Le secrétaire à la Défense, Pete Hegseth, a convoqué mardi matin le PDG d’Anthropic, Dario Amodei, au Pentagone pour discuter de l’utilisation militaire de Claude, selon un rapport d’Axios.
La réunion intervient alors que le Pentagone menace de déclarer Anthropic comme un « risque pour la chaîne d’approvisionnement » – une étiquette généralement réservée aux adversaires étrangers – après que la société d’IA a refusé d’autoriser le ministère de la Défense à utiliser sa technologie pour la surveillance de masse des Américains et le développement d’armes qui tirent sans intervention humaine.
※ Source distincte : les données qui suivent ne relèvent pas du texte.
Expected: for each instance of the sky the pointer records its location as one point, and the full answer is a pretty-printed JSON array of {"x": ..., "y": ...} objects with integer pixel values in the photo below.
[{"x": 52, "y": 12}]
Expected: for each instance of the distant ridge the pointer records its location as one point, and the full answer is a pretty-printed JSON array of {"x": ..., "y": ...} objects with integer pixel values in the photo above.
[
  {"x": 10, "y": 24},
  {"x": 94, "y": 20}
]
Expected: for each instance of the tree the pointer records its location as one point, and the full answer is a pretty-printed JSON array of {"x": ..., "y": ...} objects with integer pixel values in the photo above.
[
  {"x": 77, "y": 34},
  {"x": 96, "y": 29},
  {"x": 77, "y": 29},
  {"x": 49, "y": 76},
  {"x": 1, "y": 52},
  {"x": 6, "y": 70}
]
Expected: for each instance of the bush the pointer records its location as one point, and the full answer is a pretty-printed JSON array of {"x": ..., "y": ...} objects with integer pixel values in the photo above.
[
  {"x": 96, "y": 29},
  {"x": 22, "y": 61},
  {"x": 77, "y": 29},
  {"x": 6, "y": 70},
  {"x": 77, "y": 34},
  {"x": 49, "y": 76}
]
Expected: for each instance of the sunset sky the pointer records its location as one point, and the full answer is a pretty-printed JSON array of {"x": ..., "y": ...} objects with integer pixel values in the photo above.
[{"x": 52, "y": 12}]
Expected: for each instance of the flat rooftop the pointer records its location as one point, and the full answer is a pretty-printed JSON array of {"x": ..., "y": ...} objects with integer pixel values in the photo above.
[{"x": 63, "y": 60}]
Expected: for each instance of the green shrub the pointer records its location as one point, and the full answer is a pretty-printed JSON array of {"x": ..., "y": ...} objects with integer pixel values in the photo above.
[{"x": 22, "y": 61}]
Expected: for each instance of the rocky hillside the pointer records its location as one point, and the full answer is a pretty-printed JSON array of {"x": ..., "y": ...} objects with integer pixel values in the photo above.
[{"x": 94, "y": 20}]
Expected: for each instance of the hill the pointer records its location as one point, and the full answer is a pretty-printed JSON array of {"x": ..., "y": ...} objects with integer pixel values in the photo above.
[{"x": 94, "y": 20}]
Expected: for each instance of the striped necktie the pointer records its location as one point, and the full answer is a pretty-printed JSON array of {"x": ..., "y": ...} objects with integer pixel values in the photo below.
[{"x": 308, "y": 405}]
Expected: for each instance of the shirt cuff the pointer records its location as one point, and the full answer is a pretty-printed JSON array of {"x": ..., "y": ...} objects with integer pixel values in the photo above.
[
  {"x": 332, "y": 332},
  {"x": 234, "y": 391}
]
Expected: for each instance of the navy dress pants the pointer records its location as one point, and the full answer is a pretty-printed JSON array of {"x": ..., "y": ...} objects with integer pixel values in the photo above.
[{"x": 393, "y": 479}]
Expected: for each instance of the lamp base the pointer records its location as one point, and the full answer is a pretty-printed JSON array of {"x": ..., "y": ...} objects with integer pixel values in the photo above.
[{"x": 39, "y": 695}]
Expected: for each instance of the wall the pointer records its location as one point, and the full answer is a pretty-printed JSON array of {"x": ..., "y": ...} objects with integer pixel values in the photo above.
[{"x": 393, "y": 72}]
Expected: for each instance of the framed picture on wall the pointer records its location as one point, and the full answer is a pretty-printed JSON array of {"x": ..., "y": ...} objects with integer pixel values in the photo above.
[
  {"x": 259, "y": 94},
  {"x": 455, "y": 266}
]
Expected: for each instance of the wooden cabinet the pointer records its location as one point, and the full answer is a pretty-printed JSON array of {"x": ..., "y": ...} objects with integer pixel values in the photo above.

Anthropic a signé un contrat de 200 millions de dollars avec le ministère de la Défense l’été dernier, et Claude aurait été utilisé lors du raid des opérations spéciales du 3 janvier qui a abouti à la capture du président vénézuélien Nicolás Maduro, un épisode qui a mis au grand jour les tensions entre les deux parties.
Une source a déclaré à Axios qu’Hegseth lançait un ultimatum à Amodei : jouer au ballon ou être banni. On ne sait pas vraiment s’il bluffe : remplacer Anthropic serait une entreprise importante. Mais les enjeux sont réels : une désignation de risque pour la chaîne d’approvisionnement annulerait le contrat d’Anthropic et forcerait les autres partenaires du Pentagone à abandonner complètement Claude.